Why the rise in prices? According to David Logan, a senior economist with the National Association of Home Builders, manufacturers anticipated a “precipitous drop in housing demand” due to the pandemic, which didn’t happen. Simultaneously, lumber supply chains, like pretty much every other supply chain in the world, were disrupted, which created even more delays. Couple this with the fact that the number of home renovation and DIY projects increased dramatically during the pandemic, and you have another perfect storm.
Demand for More Space - The work from home movement has caused many people to rethink their living situation. Many of those living in condos or smaller starter homes soon felt like they needed to find a place with additional square footage and outdoor space if they would be spending more time there.
More Disposable Income - Even though thousands of people lost their jobs due to the pandemic, many white-collar workers did fine. In many cases, they had more disposable income than in pre-pandemic times. This additional income has allowed many to “get into the market” earlier than expected.
How/When Will It End?
The fact is, we either need an increase in the supply of homes for sale or a decrease in demand from buyers. A couple of ways this could happen are by:
Increasing New Construction - We need more new construction to happen, but the rising costs associated with building now make this problematic. Additionally, homes aren’t built overnight, so even if costs came down, it would take months, and more likely years, to produce enough supply to change things.

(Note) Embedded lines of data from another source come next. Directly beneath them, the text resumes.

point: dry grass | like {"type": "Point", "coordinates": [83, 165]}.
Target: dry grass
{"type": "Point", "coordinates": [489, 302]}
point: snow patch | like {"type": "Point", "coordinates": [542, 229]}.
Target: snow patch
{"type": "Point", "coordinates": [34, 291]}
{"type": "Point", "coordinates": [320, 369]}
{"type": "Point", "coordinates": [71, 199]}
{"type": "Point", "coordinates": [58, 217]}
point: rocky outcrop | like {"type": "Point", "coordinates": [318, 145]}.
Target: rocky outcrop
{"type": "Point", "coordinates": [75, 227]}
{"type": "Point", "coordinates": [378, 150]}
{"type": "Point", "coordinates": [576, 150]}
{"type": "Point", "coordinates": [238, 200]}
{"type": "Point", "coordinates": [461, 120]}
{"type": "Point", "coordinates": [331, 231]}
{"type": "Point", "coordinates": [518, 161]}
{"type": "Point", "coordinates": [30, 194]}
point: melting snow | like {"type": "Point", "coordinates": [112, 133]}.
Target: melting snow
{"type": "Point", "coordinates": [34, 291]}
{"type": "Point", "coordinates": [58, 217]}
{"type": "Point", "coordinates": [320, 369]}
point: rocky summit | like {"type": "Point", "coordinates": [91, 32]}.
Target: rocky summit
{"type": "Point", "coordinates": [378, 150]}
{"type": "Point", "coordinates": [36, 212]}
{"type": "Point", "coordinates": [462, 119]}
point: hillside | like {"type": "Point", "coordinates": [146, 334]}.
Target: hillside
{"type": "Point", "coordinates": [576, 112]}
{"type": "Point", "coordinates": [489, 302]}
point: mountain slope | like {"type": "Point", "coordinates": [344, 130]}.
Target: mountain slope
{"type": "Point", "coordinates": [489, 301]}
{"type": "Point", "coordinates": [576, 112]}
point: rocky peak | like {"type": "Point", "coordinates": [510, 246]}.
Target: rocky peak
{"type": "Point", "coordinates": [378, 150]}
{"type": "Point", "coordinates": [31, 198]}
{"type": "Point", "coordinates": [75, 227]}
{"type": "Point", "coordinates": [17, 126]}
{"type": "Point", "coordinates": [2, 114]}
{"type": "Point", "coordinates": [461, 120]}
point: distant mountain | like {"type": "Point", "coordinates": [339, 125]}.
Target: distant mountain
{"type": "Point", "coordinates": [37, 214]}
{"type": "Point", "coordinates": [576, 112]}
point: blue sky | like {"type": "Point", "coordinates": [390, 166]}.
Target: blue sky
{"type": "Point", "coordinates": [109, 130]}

Increasing Interest Rates - Interest rates have made it incredibly attractive to purchase real estate over the past year. When rates eventually creep higher, affordability becomes an issue. Fewer people can afford a $750,000 home at a 4% interest rate vs. a 3% interest rate, thus reducing demand.
Either way, this won’t be something that ends overnight but instead will be a gradual change over the next 12-24 months that eventually gets us back to a more balanced market.